Для действия в боевых условиях группа соответственно экипировалась. Так, командир группы, его заместитель по военной части и разведчик имели крупномасштабные топографические карты, бинокли и пистолеты. У каждого члена группы был автомат с диском, у одного имелся ручной пулемет, у другого — снайперская винтовка с оптическим прицелом и глушителем. Группа была снабжена боеприпасами и ручными гранатами. Разумеется, все были вооружены финскими ножами.

Одеты мы были довольно разнообразно. Собственно говоря, командир группы сам решал, как кому быть одетым. Венгерская группа, как правило, носила венгерское обмундирование, что при случае могло сыграть положительную роль. Включенные в группу советские партизаны одевались в свою военную форму, а на голове носили традиционные кубанки.

Группа могла быть заброшена и летом и зимой, поэтому все имели при себе летнюю и зимнюю одежду. В целях конспирации никаких бумаг и документов брать с собой не разрешалось, но многие украдкой припрятывали фотографию жены или детей.

Группа имела с собой запас провизии дней на пять-шесть. Нам было строго-настрого запрещено насильно отбирать у населения продукты питания. Во время обучения наши педагоги все время твердили нам о том, что успех нашей группы будет в основном зависеть от хороших контактов с местным населением. Командир каждой группы имел при себе определенную сумму денег для покупки продовольствия.

Радисты имели рацию и большие по размеру и тяжелые батареи питания. Шифр для ведения радиопередач старший радист получал только перед посадкой в самолет.
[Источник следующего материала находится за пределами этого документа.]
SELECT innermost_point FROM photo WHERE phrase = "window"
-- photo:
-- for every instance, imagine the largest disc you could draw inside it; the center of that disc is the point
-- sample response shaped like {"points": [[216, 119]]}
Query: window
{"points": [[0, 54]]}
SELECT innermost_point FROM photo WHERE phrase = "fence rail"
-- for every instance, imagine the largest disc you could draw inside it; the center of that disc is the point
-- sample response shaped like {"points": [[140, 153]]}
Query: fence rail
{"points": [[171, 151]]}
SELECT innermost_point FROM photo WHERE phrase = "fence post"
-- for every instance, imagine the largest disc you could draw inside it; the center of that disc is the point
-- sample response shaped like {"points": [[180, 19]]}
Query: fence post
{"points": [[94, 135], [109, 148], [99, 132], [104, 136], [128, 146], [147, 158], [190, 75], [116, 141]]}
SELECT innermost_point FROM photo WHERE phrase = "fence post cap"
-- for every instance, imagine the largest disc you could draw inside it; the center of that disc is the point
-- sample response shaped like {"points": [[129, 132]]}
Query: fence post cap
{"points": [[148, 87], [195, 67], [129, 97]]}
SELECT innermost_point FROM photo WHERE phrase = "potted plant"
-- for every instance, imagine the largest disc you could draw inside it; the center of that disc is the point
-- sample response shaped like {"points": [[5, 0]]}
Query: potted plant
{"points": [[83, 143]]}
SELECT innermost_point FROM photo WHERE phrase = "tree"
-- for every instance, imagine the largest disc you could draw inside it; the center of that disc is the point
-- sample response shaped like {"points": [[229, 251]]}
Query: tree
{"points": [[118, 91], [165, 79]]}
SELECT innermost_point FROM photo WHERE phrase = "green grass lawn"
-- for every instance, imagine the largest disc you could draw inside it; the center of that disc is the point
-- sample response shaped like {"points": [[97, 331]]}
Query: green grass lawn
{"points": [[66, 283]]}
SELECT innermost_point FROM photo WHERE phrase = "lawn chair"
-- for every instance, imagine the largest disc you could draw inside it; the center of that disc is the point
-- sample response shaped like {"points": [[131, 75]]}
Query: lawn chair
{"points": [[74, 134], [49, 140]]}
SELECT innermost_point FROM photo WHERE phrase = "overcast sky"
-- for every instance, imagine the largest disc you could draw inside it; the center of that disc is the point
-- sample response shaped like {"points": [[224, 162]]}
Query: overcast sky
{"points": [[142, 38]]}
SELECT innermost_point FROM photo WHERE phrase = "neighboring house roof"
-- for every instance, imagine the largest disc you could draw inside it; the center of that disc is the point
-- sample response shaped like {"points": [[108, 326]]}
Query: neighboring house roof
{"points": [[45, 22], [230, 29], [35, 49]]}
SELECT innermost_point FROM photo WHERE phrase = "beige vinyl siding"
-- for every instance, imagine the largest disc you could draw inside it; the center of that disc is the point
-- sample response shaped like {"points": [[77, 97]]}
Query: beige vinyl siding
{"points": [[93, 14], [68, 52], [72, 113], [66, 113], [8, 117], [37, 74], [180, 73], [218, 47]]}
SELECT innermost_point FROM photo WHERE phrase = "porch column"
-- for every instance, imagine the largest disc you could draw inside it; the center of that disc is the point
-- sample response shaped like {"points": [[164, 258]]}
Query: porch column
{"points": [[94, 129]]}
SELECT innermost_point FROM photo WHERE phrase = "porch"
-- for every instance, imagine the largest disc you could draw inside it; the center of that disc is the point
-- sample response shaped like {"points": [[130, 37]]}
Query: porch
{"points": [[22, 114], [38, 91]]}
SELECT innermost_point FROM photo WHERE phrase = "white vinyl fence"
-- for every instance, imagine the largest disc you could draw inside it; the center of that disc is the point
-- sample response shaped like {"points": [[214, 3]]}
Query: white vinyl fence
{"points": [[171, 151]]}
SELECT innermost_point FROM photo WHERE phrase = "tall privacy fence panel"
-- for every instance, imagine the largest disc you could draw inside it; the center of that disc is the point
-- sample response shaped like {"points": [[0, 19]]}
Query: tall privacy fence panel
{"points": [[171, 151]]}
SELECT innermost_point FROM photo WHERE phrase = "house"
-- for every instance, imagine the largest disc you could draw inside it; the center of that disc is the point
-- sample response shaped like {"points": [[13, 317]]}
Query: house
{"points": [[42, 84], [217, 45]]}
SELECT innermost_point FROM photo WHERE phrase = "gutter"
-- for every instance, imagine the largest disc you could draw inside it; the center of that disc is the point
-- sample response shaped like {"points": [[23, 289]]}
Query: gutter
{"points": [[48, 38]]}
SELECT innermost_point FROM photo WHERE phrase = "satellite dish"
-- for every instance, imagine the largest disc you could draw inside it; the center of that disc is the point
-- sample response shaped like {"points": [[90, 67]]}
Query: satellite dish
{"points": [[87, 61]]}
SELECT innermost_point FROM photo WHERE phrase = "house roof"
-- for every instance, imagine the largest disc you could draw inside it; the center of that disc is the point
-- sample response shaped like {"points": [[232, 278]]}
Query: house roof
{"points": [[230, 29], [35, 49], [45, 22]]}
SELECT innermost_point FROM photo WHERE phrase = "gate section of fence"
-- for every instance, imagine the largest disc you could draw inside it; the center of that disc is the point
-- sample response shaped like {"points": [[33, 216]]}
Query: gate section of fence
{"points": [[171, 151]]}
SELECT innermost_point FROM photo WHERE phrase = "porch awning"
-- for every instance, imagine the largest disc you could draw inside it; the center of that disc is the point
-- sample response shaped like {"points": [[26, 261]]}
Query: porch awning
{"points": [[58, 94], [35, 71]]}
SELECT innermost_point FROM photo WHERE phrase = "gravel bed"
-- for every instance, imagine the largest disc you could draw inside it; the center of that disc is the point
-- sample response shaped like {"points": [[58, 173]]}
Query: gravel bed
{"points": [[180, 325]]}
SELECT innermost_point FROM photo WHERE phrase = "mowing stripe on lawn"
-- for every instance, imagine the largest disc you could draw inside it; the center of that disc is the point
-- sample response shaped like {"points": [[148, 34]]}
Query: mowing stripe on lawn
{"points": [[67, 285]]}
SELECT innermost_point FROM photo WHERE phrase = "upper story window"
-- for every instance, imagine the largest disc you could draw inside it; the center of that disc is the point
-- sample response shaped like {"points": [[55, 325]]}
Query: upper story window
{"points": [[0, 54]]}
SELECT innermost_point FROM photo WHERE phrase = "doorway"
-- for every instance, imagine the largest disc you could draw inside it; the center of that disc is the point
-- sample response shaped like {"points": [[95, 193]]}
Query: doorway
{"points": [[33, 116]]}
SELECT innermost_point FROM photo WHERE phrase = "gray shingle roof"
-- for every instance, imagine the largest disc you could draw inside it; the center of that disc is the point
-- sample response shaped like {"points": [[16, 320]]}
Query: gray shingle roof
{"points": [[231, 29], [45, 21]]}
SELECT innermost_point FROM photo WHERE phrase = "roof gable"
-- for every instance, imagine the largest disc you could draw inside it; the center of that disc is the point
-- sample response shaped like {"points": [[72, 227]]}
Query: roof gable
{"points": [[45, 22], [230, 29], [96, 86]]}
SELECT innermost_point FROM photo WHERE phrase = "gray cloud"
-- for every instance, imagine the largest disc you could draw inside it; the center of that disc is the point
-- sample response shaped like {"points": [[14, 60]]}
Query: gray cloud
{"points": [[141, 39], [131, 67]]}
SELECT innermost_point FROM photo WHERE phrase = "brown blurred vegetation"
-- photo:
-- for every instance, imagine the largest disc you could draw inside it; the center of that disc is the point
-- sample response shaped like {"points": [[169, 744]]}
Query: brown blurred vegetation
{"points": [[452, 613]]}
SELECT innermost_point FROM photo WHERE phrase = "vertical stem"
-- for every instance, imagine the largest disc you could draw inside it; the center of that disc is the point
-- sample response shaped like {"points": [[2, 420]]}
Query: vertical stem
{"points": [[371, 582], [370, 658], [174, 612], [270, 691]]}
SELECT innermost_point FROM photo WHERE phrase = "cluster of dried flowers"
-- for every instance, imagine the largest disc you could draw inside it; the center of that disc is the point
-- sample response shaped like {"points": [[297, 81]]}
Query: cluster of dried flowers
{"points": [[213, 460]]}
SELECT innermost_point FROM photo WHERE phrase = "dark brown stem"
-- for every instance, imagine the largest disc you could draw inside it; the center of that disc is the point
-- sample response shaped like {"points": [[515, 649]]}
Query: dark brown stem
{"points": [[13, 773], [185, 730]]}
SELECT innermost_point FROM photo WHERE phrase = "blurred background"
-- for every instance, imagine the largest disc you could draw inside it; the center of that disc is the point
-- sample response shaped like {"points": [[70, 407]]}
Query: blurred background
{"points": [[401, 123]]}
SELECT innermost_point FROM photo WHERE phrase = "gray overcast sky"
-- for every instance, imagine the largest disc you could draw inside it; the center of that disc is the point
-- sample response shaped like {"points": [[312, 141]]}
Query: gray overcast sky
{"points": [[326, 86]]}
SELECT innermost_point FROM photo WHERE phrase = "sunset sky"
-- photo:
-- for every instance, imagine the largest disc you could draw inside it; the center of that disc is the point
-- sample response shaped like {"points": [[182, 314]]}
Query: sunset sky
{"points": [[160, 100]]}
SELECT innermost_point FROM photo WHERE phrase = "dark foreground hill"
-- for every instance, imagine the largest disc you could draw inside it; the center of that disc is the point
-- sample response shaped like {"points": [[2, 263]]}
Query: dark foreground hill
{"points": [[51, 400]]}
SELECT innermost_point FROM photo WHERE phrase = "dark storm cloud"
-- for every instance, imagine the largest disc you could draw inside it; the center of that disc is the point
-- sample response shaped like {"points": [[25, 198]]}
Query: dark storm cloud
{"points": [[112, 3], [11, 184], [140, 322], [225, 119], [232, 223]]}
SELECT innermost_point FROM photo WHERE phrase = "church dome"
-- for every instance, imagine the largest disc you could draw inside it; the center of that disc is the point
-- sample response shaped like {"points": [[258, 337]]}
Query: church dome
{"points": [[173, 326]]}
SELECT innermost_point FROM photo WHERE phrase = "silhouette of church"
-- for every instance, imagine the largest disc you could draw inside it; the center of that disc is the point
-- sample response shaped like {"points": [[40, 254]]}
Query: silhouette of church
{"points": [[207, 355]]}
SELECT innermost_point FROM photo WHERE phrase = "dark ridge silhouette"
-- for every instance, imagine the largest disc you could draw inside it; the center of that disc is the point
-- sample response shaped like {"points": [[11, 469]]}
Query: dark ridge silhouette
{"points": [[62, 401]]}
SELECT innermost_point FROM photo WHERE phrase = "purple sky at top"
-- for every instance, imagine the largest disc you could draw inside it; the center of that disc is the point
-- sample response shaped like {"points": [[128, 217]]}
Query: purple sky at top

Кроме него, шифра никто не знал. Перед вылетом радистам сообщались день, время и длина волны для радиосвязи с Центром.

Труднее всего было выбрать место для прыжка. Товарищ Ногради был тесно связан с начальником Штаба партизанского движения Украины генералом Строкачом и загранбюро партии, которые информировали его о положении в Венгрии. Ногради сам выбрал место выброски группы.

Трудность заключалась еще и в том, что в Венгрии в то время не было партизанского движения, поэтому мы не могли чувствовать себя в безопасности. Нам не на кого было опереться. Так что смело можно сказать, что три наши группы собирались прыгать в неизвестность. Мы являлись как бы пионерами венгерского партизанского движения. Поэтому нашей основной задачей было создание базы для приема новых групп партизан.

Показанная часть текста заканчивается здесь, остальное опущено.